Probably sometime during middle school, I found Madeline L'Engle's books, and I've been reading them ever since. For those of you unfamiliar with them, her books are a mixture of math, science, fantasy, poetry, religion, family, romance, history, and the future--and I personally find them delightful. :)
This past summer, stopping by an old book store with my family, I found a copy of A Ring of Endless Light for a couple bucks and picked it up. It's not my favorite L'Engle book, but it's good. :) And somehow (I'm not admitting to anything!:)), when I packed books for Japan, the small paperback found its way into my book box. I've read the book many times over the last ten years of my life, and in some ways the words of L'Engle seem to capture a deep part of me that I can't put into words myself. The whole book is about grieving and death. In a simple, child-like way, it tells the story of Vicky, whose summer includes the accidental death of a family friend, an almost-successful suicide of a former romantic interest, a young child dying of a seizure, and watching her grandfather slowly succumb to lukemia. The last few pages of the book document Vicky's entrance into a dark depression, and her rescue out of the depression by some dolphins, which she had been researching for some scientists.
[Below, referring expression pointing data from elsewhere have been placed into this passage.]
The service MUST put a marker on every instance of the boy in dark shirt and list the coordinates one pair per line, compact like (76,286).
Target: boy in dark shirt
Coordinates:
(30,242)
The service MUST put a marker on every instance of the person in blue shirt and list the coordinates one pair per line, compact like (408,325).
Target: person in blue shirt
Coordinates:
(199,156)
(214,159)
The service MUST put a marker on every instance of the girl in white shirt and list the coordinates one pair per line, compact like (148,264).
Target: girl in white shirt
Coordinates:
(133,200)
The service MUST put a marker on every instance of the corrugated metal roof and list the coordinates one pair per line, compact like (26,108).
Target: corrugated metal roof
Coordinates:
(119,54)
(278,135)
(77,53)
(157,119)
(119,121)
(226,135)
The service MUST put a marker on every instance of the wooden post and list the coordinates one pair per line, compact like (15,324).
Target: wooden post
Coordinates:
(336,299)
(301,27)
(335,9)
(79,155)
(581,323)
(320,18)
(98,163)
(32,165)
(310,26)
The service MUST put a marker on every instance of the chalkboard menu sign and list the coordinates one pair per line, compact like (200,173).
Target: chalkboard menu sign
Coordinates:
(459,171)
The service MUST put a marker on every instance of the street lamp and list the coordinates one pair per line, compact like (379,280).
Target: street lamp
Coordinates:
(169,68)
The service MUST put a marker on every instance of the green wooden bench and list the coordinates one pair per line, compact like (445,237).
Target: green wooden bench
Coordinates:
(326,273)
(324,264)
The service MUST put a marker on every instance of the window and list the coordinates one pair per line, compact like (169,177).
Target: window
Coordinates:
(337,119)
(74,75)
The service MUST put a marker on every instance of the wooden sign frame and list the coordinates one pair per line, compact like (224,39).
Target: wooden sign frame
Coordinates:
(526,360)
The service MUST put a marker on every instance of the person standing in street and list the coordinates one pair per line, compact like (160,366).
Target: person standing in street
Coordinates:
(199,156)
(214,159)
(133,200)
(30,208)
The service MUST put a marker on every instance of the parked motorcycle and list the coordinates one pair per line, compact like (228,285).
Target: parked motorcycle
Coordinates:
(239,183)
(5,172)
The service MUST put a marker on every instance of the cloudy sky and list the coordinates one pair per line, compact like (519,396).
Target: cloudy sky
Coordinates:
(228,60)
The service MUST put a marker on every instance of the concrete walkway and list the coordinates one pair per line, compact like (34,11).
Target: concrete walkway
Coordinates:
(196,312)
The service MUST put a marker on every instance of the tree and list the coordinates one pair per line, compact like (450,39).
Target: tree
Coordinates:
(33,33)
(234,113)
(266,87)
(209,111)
Even though it sounds maybe kind of childish, or fantastic, I love L'Engle's description of Vicky's grief. Sometimes, I wish I could just sit and cry over the people that I miss, that I leave behind in life when I move...but I can't. So I'm going to type L'Engle's last page instead, stealing her words to remind me that darkness does not win, and death and separation is only the step before life, light, and eternal relationship with our heavenly Father.
There was no light.
The darkness was deep and there was no dazzle.
There was no point in being human in a world of emergency rooms where a little girl could die because there weren't enough nurses or doctors
in a word where desperate fisherman clubbed a thousand porpoises to death
in a world where human beings stole from dead bodies, from pieces of dead bodies
What for? Why be conscious in a world like this?
Why bother
it doesn't matter
because nothing matters
Somehow or other I was in the front seat of the station wagon beside Adam.
We drove through darkness
and a horrible silence
and then I was standing on the beach because Adam took me and pulled me out of the car and across the road and down the path
Take off your clothes, he said.
I felt him pulling my shirt off over my head
roughly ripping
dropping my shorts on the sand
pushing me into the ocean
through the small waves
into the breakers
fell and went over me
a blue-green comber curled and
mouthful of salt and sand
Adam's arm around me in a strong grip
over my shoulder, across, under my other arm
he was swimming
and I with him
automatically moving my legs in a scissors kick
swimming
forever
into timeless darkness
Surrounded
by flashing silvery bodies
tossed up into the air
caught
held between the sleekness of two dolphins
holding me, but not hurting
holding and swimming
and then leaping with me up into the air
Basil and Norberta leaping into joy
with me between them
and before us and behind us and beside us
the others of the pod flashing and leaping
and I was being passed from pair to pair
And I knew they were trying to bring me out of the darkness and into the light, but the darkness remained because the light was too heavy to bear
Then I sensed a withdrawing
the pod moving away from me
not out to sea, but away, swimming backward and looking at me, so that I was in the center of a circle
but I was not alone
Norberta was with me
Suddenly she rose so that her flipper was raised, and then she brought it down, wham, on my backside
Ouch!
I submerged, down into the strange green darkness of sea, shot through with ribbons of gold
gulping sea water
choking
rising, sputtering, up into the air
into the blazing blue of sky
and Njord was there, nudging me, and laughing as I choked and spat out salt water, coughing and heaving
And the light no longer bore down on me
but was light
and Njord nudged and poked and made laugh noises
and I grabbed his fin and he soared into the air.
And I played with Njord.
The pod began to sing, the same alien alleluias I had heard first from Basil, then from Norberta and Njord, and the sound wove into the sunlight and into the sparkles of the tiny wavelets and into the darkest depths of the sea.
One last alleluia and they were gone, leaving Basil and Norberta to watch Njord and me play.
And then they were gone, too, flashing out to sea, their great resilient pewter bodies spraying off dazzles of light, pure and endless light.
I watched them until they disappeared into the horizon.
Then I turned and swam into shore.
Other quality quotes from the book:
"It's hard to let go anything we love. We live in a world which teaches us to clutch. But when we clutch we're left with a fistful of ashes."
"The song of Norberta and Njord echoed in my ears. And it was joy. And joy, Grandfather would remind me, joy is the infallible sign of the presence of God."
"Resurrection has always been costly, though not in terms of money. It took only 30 pieces of silver."
Maybe the words don't communicate so much without the whole story...but thanks for sharing in the moment with me.